Research Papers in <Month Year>.
For example, "Research Papers in March 2024: Tips for LLM Pretraining and Evaluating Reward Models". This can help identify your monthly recaps from your longer topical pieces. ALL are excellent; I'm convinced that it's impossible for you to write something that isn't. But it does help a reader better identify what's in play for a specific post.
Insightful article as always 🙌🏻
I have one confusion. Are the authors preferring "Re-warming and re-decaying" or "Infinite LR"?
From the paper I got the idea that Infinite LR is a better choice. However, from the article it seems that the contrary is correct.

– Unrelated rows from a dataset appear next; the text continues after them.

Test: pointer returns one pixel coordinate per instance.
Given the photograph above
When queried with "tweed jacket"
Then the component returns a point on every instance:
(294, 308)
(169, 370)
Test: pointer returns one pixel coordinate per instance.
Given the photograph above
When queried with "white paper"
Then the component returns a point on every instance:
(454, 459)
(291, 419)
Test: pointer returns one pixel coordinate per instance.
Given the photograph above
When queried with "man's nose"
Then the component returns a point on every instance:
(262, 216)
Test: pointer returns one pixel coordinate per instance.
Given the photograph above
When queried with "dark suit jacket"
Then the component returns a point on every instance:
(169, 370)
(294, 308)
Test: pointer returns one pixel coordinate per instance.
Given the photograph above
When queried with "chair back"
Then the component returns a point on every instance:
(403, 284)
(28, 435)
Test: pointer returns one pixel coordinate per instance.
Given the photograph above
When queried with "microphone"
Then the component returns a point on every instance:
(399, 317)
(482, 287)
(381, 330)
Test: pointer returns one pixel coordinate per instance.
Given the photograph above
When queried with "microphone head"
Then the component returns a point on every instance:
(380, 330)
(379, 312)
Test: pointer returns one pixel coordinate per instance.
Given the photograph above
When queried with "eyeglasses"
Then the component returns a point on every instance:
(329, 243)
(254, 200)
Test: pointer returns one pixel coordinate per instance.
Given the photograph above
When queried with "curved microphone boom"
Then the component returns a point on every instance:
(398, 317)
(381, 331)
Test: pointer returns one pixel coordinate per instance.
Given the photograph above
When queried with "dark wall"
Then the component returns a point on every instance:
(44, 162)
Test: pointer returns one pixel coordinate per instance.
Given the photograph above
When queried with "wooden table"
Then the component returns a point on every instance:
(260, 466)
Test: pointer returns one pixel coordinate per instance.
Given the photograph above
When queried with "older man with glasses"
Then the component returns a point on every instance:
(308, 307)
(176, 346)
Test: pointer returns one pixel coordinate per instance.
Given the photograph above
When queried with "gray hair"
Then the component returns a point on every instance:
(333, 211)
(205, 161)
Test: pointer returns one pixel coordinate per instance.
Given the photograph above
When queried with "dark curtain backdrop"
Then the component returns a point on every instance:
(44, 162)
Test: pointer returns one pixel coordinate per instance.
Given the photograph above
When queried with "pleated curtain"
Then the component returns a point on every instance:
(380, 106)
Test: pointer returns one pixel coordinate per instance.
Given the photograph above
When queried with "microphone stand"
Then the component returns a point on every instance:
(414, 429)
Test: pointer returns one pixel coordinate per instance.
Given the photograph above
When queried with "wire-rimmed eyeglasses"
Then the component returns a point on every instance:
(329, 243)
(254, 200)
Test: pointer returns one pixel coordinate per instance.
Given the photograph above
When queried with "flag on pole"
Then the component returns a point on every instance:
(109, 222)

An excerpt from the paper:
> We observe that all schedules perform relatively similarly, however, the two infinite schedules have the advantage that we can start annealing at any time during the constant learning rate phase on each split, while the repeated cosine decays require knowing the number of tokens in advance. Additionally, we see negligible forgetting across dataset boundaries for the infinite LR schedules. While the losses initially increase sharply due to re-initializing the optimizer states, the infinite schedules models immediately recover from this.